All warnings are worthy of my consideration. I will usually learn
something about my compiler, my program, and often both. The compiler's
messages are valuable feedback in my quality work-style loop.
On 01/03/2023 12:19 PM, Warner Losh wrote:
On Tue, Jan 3, 2023, 10:09 AM Paul Winalski <paul.winalski(a)gmail.com
<mailto:paul.winalski@gmail.com>> wrote:
On 1/2/23, Clem Cole <clemc(a)ccc.com <mailto:clemc@ccc.com>> wrote:
FWIW: In my start-up times, under the same rules of being
disciplined, as
VP of Engineering, I insisted, all C and C++ code
was required to
'flex-e-lint' warning clean. I gave my folks a 3-week week
slip to clean
everything up. I was cursed during that time.
But guess
what, the
outstanding bug list dropped to ⅒ of what it had
been.

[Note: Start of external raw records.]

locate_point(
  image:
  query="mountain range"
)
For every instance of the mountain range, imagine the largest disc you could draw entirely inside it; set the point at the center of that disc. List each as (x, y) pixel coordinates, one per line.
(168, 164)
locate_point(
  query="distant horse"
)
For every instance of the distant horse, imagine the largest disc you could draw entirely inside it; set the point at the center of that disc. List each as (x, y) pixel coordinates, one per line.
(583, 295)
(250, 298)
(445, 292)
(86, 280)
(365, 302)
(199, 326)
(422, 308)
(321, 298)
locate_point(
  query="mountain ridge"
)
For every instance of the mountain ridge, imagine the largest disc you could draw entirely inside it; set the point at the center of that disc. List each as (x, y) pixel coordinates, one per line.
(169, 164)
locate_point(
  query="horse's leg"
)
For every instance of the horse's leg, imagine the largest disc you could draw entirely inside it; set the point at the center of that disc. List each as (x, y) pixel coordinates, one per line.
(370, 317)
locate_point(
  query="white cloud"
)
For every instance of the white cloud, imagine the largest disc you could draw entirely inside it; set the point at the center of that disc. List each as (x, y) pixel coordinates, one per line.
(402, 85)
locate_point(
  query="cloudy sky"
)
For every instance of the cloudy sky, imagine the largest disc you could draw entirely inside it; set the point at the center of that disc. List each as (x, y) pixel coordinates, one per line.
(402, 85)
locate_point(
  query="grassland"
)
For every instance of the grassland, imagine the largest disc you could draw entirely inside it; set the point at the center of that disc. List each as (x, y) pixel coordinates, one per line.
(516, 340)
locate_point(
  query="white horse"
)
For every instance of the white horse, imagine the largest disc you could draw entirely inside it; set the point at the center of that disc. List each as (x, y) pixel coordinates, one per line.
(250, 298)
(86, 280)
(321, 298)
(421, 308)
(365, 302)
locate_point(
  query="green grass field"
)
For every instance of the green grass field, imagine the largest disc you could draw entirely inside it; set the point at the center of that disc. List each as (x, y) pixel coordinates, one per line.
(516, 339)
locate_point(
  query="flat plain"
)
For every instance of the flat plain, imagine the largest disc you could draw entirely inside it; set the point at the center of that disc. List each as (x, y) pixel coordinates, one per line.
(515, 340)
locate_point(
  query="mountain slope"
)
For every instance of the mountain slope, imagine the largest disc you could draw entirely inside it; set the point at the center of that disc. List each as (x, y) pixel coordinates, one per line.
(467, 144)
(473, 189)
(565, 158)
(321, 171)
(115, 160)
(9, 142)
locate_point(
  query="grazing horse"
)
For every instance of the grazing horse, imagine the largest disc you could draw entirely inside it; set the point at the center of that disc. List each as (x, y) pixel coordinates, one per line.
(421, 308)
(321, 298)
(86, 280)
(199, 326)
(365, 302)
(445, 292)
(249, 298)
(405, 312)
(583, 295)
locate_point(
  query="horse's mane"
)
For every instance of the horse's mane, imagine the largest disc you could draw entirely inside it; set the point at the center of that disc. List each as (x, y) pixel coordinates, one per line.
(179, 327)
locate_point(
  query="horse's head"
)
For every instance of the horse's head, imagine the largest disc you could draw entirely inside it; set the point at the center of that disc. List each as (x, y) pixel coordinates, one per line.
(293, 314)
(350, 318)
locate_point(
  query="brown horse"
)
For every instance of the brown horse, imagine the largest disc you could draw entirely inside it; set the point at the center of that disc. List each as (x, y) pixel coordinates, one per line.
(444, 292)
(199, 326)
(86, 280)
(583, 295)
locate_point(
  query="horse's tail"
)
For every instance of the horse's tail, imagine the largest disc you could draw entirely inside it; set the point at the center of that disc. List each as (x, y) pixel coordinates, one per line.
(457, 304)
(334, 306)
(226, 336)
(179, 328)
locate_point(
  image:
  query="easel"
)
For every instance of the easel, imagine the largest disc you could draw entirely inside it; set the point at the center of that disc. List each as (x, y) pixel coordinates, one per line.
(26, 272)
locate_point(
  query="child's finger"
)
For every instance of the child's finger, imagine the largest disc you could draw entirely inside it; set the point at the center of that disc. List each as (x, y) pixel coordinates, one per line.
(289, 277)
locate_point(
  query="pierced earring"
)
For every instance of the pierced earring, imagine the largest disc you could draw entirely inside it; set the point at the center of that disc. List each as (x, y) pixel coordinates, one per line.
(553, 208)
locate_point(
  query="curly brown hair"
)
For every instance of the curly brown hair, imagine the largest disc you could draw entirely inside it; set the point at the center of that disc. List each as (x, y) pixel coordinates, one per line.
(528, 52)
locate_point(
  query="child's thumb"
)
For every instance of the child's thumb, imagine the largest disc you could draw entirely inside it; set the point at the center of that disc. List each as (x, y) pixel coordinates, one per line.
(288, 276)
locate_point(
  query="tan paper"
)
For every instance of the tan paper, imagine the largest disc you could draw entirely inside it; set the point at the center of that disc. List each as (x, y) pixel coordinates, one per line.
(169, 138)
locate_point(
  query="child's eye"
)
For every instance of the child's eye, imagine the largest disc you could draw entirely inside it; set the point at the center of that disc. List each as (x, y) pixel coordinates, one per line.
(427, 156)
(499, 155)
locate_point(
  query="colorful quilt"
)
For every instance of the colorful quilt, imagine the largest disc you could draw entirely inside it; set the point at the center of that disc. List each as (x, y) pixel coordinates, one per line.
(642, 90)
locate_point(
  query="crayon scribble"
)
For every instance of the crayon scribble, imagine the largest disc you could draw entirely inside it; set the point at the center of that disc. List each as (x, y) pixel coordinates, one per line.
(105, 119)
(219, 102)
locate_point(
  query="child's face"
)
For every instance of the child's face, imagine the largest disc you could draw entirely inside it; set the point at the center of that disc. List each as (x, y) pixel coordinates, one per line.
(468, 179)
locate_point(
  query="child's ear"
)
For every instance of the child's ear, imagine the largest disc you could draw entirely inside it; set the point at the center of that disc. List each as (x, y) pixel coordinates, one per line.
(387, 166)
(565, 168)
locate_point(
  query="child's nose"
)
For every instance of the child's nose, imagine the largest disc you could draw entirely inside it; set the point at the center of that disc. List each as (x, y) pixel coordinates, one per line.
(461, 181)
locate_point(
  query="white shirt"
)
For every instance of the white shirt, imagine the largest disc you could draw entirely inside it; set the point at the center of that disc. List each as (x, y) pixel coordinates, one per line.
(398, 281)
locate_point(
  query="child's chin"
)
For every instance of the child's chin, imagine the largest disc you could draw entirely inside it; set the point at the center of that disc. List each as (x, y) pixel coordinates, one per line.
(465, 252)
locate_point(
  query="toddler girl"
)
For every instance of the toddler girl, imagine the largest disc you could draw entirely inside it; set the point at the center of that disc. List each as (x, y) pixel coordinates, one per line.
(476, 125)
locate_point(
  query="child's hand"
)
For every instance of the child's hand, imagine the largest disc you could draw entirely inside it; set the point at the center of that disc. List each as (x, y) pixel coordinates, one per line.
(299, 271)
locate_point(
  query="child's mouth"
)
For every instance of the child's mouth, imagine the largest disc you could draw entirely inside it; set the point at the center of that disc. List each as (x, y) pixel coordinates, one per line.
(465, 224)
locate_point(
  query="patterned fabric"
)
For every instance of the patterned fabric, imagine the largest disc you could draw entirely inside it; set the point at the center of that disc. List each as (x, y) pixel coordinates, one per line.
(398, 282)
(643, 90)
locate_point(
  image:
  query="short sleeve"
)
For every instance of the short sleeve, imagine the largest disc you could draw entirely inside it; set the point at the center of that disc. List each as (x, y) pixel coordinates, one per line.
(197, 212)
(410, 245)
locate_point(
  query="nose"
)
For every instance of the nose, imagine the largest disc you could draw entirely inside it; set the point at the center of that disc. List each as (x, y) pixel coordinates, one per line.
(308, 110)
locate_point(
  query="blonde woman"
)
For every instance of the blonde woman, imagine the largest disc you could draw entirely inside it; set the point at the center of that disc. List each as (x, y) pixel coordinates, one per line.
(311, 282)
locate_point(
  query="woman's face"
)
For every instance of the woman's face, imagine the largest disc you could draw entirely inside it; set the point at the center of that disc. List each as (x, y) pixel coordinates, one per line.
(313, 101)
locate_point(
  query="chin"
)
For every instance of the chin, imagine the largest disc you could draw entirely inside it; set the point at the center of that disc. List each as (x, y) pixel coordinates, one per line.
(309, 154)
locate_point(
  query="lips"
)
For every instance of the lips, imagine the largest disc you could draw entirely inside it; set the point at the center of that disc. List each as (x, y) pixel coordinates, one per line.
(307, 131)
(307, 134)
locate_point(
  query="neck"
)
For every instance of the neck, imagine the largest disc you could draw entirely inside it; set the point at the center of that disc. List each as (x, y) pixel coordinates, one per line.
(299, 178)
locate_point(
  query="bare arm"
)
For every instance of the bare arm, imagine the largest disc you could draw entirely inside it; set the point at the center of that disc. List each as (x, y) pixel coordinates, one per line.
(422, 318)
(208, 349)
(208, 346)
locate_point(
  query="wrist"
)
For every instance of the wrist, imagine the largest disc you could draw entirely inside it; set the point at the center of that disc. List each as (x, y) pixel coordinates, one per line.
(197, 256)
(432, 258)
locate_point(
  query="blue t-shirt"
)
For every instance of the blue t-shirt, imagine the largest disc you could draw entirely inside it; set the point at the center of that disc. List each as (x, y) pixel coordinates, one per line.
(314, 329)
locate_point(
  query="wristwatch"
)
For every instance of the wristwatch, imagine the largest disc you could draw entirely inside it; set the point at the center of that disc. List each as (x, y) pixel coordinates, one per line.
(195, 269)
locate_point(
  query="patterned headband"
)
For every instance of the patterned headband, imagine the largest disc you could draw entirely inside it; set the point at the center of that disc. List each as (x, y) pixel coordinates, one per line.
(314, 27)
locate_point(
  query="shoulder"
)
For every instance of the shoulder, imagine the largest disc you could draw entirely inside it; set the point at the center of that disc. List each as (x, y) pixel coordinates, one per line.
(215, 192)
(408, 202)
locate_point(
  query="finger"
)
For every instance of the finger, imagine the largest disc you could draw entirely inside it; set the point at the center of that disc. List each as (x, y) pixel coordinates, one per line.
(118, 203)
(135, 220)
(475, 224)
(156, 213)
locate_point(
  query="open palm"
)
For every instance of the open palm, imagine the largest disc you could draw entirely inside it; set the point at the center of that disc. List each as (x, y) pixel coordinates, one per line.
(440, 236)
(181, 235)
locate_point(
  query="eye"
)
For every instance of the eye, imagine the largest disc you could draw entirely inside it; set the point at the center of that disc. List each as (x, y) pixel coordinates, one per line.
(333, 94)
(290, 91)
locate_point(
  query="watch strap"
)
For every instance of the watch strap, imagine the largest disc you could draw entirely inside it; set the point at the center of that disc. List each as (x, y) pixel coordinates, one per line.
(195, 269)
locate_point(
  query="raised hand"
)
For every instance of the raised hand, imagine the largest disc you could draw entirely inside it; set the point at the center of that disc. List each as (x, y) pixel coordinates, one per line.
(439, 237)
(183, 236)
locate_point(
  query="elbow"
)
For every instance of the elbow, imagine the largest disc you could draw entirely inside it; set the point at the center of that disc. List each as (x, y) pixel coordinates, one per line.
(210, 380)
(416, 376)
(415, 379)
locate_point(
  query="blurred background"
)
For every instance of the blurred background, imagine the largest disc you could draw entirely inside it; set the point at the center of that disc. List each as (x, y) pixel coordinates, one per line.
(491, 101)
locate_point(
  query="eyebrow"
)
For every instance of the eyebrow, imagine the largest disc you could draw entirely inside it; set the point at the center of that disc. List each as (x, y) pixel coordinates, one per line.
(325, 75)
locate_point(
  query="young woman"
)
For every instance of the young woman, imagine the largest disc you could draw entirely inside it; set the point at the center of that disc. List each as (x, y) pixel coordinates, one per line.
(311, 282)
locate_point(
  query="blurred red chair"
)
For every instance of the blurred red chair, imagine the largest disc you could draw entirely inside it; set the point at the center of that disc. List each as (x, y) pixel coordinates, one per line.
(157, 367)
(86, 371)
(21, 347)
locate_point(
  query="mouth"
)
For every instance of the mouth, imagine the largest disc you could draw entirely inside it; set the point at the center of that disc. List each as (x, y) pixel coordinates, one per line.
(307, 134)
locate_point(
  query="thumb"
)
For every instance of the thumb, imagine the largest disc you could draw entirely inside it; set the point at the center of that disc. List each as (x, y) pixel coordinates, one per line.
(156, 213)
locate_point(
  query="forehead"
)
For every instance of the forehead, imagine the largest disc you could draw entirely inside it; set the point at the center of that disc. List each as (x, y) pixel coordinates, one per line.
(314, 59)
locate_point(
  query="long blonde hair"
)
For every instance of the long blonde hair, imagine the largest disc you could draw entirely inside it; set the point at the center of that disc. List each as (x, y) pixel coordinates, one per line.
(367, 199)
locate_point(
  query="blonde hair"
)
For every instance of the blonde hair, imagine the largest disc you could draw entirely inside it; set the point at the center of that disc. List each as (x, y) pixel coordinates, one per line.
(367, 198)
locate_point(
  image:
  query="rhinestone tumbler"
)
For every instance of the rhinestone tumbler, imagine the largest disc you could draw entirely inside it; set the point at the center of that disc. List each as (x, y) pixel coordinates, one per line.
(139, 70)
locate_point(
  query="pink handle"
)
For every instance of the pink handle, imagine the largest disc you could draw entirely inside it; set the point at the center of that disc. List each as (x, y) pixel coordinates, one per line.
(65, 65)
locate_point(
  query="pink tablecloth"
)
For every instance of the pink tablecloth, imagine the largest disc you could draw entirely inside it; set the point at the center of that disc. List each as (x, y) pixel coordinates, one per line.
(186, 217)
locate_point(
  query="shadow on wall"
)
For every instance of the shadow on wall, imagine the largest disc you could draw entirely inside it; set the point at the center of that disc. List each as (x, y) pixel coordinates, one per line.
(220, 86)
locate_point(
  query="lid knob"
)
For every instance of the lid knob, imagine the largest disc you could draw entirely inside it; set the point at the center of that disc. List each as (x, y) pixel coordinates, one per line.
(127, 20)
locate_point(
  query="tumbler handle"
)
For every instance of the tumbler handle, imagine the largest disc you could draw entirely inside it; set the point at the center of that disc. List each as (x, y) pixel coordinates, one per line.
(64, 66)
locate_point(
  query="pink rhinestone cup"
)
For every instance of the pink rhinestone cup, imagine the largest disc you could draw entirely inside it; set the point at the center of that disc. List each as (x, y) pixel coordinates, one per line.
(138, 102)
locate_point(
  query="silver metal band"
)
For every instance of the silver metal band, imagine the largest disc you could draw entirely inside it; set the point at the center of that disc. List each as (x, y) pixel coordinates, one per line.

Created
quite a few
true believers. And we made those 3 weeks back
before we were done.
This was also the policy in DEC's compiler and software development
tools groups. This was mainly VMS stuff and we didn't have flex and
lint, but as Clem can attest the C and C++ compilers had very
extensive warning capabilities. It was group policy that all code had
to compile cleanly, without triggering diagnostic messages, before
check-in was allowed. Once you get through the initial cleanup of
existing code, this policy pays back big time in avoidance of nasty
Heisenbugs.
Not all fixes to appease warnings fix anything. But enough do that
it's worth it.
The one caveat here is that people must understand the warning and
that any change makes things better. There is nothing worse than just
tossing a cast in to brute force it, only to later discover it's the
wrong cast or you needed a different semantic change.